All five of these people, just like Dominic Cummings, broke lockdown rules but unlike Mr Cummings ALL apologised immediately and in the cases of Rosie Duffield, Catherine Calderwood and Neil Ferguson, they resigned from their positions of authority.

These quick apologies were, however, not the only reason these five were treated differently. Mr Cummings is the senior adviser to the Prime Minister and is widely credited as the architect of the ‘stay at home, protect the NHS, save lives’ message. That he should break his own rules so flagrantly, and then receive the PM’s support, is unforgivable.

All six people broke the rules but only one was arrogant enough with the British people to assume he owed no apology or remorse never mind the integrity to resign.


Great Broughton

Sold down the river

Mr Thompson of Seaton wrote to you last week complaining about ‘remainers’. I’ve got news for him – there are no ‘remainers’. We all left the EU, however we voted (apart from the Northern Irish who are half in and half out).

It’s the future that matters. Now we have to face the realities of leaving the world’s biggest trading bloc with the best food standards in the world. It’s not going well so far.

Take farming, so important to Cumbria. The Tories’ international trade policy and the Agriculture Bill going through Parliament are selling farmers and consumers down the river.

It’s so bad that last week 22 Conservative MPs rebelled against the government. They voted to ban imports of sub-standard food in future trade deals, including chlorinated chicken from the US which has appalling animal welfare and food manufacturing practices illegal in this country. Dr Neil Hudson (Penrith and the Border) was one of the rebels. Sadly, Workington MP Mark Jenkinson did not do the right thing by Cumbrian farmers. He voted with the government to allow animal welfare, the food we eat, environmental protections and farmers to be sacrificed.

We need a lot more of our food to be grown in the UK, but the government’s trade deals are actually going to damage our farmers and countryside. The National Farmers Union are really worried. They’ve already warned about the impact of the pandemic on the food sector and that there’ll be a serious shock if we end up next year without a deal with the EU. The last thing farmers need is the deal the Tories are doing with the US. A score of other organisations including the British Veterinary Association, RSPCA, Soil Association, Wildlife Trust, RSPB, National Trust and Tenant Farmers Association have joined the NFU’s campaign against the government’s plans.

So now it’s ‘Let’s take back control and give it to Donald Trump’. And the Tories used to care about animals, farmers and the British countryside.


Chair, Workington Constituency Labour Party

Salient facts

After a very welcome period of silence from the Brexiteers one, Jim Thompson, has broken cover to castigate your correspondents who recently criticised the actions of Dominic Cummings and the lack of action of our feckless Prime Minister.

He describes these correspondents as hypocrites and, to support his case, cites the examples of two Labour MPs, Rosie Duffield, who travelled to meet her partner, and Stephen Kinnock, who travelled to greet his Dad on his birthday.

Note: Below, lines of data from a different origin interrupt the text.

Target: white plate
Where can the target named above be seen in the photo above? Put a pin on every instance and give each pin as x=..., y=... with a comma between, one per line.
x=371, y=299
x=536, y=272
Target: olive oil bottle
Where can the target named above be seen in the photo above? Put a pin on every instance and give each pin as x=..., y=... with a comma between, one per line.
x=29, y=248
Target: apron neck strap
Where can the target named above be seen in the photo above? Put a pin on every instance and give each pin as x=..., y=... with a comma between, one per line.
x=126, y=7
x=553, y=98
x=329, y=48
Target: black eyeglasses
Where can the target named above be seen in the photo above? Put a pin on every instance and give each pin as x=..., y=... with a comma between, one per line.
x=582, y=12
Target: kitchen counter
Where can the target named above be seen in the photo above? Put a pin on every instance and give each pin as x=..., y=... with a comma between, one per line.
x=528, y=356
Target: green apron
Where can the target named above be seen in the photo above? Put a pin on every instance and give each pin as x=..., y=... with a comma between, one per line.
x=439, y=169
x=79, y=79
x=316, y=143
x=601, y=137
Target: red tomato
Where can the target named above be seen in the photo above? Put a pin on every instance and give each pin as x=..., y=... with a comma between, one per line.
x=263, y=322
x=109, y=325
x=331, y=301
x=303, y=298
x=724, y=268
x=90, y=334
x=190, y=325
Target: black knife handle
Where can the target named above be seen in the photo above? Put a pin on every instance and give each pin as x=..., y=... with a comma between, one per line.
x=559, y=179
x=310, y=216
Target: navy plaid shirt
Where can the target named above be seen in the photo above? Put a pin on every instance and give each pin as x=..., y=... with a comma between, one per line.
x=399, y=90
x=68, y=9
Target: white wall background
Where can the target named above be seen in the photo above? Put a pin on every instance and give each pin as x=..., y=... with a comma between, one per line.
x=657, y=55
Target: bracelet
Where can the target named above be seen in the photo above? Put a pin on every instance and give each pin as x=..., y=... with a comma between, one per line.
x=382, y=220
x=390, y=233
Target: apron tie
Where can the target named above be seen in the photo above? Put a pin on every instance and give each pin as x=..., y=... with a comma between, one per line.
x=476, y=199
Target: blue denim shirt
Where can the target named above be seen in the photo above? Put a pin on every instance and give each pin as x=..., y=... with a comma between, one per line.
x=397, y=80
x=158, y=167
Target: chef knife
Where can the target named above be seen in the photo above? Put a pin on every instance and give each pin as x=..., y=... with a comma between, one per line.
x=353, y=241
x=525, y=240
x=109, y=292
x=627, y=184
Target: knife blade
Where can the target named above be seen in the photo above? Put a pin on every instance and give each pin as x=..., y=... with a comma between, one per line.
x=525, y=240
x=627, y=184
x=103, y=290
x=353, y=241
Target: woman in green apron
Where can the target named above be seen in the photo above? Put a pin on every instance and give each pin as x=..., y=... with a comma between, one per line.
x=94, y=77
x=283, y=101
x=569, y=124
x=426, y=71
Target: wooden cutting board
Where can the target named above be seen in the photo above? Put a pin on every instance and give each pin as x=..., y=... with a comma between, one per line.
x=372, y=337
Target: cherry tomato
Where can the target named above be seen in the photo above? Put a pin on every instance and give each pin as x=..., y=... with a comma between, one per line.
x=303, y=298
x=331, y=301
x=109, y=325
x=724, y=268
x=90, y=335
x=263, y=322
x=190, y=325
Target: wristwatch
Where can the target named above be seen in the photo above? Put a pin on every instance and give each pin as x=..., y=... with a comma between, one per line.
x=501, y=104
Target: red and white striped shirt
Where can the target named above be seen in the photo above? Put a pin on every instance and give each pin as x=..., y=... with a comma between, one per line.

The crucial difference between these two cases and that of Mr Cummings was that Rosie Duffield acknowledged her mistake and resigned from the Labour front bench and Mr Kinnock was “blasted,” “rounded upon,” “rapped,” “slammed” or “publicly shamed,” by the South Wales police, depending on which Tory rag you read. In fact the SW police gave Mr Kinnock a polite and mild rebuke which he accepted with good grace.

By omitting these salient facts Mr Thompson lays himself open to the charge that as far as hypocrites are concerned, it takes one to know one.